DESCRIPTION (provided by applicant): Gene transcription is governed by the posttranslational modification of histones that recruit the effectors of gene transcription. The posttranslational modification of histones can result in short-term control of gene transcription o they can act as long-term epigenetic determinants of gene transcription that can faithfully transmit the activation status of a gene across many cellular generations. A recent large-scale exome screen identified a mutation in the gene UBR7 in a family with autism. UBR7 contains a UBR- box and therefore belongs to a family of proteins involved in the recognition and ubiquitination of proteins that contain an N-degron signal sequence. UBR7 is the most divergent of the seven family members and has no demonstrated affinity for N-degron containing proteins.
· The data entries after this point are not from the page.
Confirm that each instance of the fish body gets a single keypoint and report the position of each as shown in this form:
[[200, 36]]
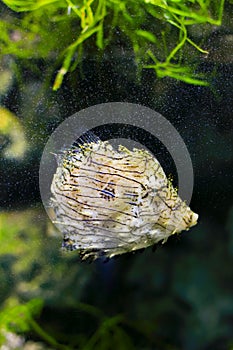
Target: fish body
[[109, 202]]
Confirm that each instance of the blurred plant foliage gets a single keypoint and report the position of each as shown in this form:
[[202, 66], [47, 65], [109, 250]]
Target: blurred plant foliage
[[61, 31], [33, 275]]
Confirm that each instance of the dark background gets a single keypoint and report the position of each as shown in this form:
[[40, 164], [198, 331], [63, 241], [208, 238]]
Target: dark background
[[179, 296]]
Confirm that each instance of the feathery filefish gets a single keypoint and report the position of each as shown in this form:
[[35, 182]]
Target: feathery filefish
[[109, 202]]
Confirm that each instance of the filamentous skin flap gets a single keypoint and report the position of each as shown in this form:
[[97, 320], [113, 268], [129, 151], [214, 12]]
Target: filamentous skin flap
[[109, 202]]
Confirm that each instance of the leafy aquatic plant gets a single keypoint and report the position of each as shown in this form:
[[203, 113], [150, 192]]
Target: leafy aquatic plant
[[63, 30]]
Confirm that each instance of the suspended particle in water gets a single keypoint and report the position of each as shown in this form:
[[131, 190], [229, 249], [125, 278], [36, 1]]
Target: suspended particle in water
[[109, 202]]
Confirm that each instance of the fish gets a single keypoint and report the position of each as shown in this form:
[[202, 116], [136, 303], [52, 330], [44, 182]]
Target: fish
[[108, 201]]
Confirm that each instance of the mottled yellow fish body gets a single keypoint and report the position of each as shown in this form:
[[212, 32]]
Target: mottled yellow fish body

UBR7 also contains a PHD domain immediately adjacent to the UBR-box which makes it unique from other UBR proteins. PHD domains are common in chromatin associated protein that binds to posttranslationally modified histone H3 amino terminal tails. The function of UBR7 and it role in autism are completely undefined. We hypothesize that UBR7 binds chromatin via its PHD domain and regulates transcription through ubiquitination of histone proteins. The mutation associated with autism lies between the UBR-Box and PHD domains. We expect that the autism-associated mutant will alter the function of the UBR-box, PHD domain or both, and result in altered gene expression that contributes to the development of autism. The experiments proposed with test the binding of UBR7 to modified histone H3 amino terminal tails, assess the E3 ligase activity of UBR7 and determine if the autism associated mutant affects these properties. We determine the genes regulated by UBR7 and compare their expression between cells containing wild-type and mutated UBR7. Together these experiments will provide the first mechanistic description of a new autism gene and characterize a unique chromatin associated protein that may couple posttranslational modification of histones to ubiquitinylation.

描述（由申请人提供）：基因转录受组蛋白翻译后修饰的控制，组蛋白招募基因转录的效应子。组蛋白的翻译后修饰可以导致基因转录的短期控制，或者它们可以作为基因转录的长期表观遗传决定因素，可以在许多细胞代中忠实地传递基因的激活状态。最近的一项大规模外显子组筛查发现，一个自闭症家庭的 UBR7 基因存在突变。 UBR7 含有一个 UBR- 盒，因此属于参与识别和泛素化含有 N-降解决定子信号序列的蛋白质的蛋白质家族。 UBR7 是七个家族成员中差异最大的一个，并且没有表现出对含有 N-降解决定子的蛋白质的亲和力。 UBR7 还包含一个紧邻 UBR-box 的 PHD 结构域，这使其与其他 UBR 蛋白不同。 PHD 结构域在染色质相关蛋白中很常见，可与翻译后修饰的组蛋白 H3 氨基末端尾部结合。 UBR7 的功能及其在自闭症中的作用完全未明确。我们假设 UBR7 通过其 PHD 结构域结合染色质，并通过组蛋白泛素化调节转录。与自闭症相关的突变位于 UBR-Box 和 PHD 域之间。我们预计与自闭症相关的突变体将改变 UBR 盒、PHD 结构域或两者的功能，并导致基因表达改变，从而导致自闭症的发展。建议的实验测试 UBR7 与修饰的组蛋白 H3 氨基末端尾部的结合，评估 UBR7 的 E3 连接酶活性，并确定自闭症相关突变体是否影响这些特性。我们确定了 UBR7 调控的基因，并比较了它们在含有野生型和突变型 UBR7 的细胞之间的表达。这些实验将共同提供对新自闭症基因的第一个机制描述，并表征一种独特的染色质相关蛋白，该蛋白可能将组蛋白的翻译后修饰与泛素化结合起来。